Light, sweet crude oil for June delivery recently traded $4.36, or 4.2%, lower at $98.18 a barrel on the New York Mercantile Exchange. Brent crude oil on ICE Futures Europe fell $3.88, or 3.3%, to $112.22 a barrel.
The benchmark U.S. contract tipped below $100 a barrel in the aftermath of the jobs report, then continued its slide through the morning.
The Labor Department said U.S. nonfarm payrolls rose by 115,000 in April, less than the gain of 168,000 expected by economists surveyed by Dow Jones Newswires. The unemployment rate fell a tenth of percentage point to 8.1%.
Employment data in the U.S., the world's biggest oil consumer, is a closely watched indicator of fuel and oil demand. Weak employment data usually correlate with lackluster demand as fewer motorists travel to work or take vacations.

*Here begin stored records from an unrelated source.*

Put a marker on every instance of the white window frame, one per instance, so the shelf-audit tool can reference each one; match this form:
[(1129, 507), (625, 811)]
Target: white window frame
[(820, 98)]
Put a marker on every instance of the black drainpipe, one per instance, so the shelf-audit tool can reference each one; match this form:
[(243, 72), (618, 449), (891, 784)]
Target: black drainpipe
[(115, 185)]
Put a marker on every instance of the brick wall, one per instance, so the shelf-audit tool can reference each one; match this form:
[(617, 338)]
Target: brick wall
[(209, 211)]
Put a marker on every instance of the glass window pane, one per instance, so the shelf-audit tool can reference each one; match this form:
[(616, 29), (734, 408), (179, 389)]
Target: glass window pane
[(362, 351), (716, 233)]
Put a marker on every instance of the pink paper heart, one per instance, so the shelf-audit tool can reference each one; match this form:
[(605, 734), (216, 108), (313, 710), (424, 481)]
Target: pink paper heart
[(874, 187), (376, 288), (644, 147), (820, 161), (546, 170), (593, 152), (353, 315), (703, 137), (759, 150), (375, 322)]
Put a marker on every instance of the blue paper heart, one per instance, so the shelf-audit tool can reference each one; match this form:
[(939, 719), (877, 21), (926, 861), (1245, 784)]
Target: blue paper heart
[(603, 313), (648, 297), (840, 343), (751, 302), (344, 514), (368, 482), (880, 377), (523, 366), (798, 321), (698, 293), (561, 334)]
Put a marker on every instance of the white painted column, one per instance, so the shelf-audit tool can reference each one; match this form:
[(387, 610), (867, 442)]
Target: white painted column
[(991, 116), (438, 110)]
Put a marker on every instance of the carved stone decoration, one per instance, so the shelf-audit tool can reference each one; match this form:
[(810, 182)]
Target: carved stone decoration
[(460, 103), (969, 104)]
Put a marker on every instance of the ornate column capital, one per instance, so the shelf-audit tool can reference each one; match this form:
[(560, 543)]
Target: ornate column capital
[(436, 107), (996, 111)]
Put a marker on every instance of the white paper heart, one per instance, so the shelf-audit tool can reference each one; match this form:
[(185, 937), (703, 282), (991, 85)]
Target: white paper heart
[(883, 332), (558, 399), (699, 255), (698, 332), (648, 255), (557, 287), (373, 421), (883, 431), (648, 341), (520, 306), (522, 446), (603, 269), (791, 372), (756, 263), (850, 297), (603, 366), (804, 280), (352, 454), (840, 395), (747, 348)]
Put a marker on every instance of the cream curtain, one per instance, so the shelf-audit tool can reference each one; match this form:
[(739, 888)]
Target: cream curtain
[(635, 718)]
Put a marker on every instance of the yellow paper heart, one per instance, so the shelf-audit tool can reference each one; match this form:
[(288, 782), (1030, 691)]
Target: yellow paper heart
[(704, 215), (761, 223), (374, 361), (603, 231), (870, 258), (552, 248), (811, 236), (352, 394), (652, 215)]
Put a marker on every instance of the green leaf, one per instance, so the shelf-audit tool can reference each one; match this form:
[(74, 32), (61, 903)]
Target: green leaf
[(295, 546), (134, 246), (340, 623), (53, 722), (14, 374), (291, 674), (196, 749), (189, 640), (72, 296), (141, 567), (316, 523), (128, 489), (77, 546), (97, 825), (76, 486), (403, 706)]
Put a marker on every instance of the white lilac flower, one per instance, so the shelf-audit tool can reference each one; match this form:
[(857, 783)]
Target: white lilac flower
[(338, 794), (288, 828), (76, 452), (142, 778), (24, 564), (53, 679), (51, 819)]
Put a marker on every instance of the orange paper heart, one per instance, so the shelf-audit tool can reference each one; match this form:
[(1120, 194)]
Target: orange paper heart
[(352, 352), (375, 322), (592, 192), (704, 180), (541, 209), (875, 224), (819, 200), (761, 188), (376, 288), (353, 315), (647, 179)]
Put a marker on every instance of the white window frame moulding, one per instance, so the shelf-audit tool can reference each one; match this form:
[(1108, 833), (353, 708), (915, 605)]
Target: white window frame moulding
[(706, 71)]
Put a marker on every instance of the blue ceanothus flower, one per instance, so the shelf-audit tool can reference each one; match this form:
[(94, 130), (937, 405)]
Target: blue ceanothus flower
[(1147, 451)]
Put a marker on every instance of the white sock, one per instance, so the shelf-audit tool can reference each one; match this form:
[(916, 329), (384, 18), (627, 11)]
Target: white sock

The jobs report, though disappointing, "wasn't catastrophic," said Andy Lebow, senior vice president of energy futures at Jefferies Bache. But it came on the heels of downbeat economic data from both the U.S. and Europe and further erodes confidence in the broader economy.
"The global economy has given indication for weeks that it's slowing down," he said.
Earlier this week, Spain disclosed that it is officially in a recession, while a survey of economic activity in the euro zone in April found a faster contraction than previously thought.
Meanwhile, Saudi Arabia, the world's largest oil exporter, has increased production to 10 million barrels a day in recent months. And oil inventories in the U.S. continue to swell, rising 10% over the last 10 weeks amid weak demand for crude oil.
Nymex crude-oil futures have fallen more than 10% since hitting a recent settlement high of $109.77 a barrel in late February. Brent crude oil, the European benchmark, has seen an even steeper fall, dropping more than 11% from its recent high earlier this year.
The U.S. jobs data also follow two months of weaker-than-expected employment growth. Traders who thought that the earlier figures were an exception are now worrying that they may be the rule, said Jason Schenker, energy analyst at Prestige Economics.
"If anyone had an inkling of bearish sentiment, today's the day to pull out fast," he said.
Front-month June reformulated gasoline blendstock, or RBOB, recently fell 9.11 cents, or 3%, to $2.9589 a gallon. June heating oil fell 9.89 cents, or 3.2%, to $2.9880 a gallon.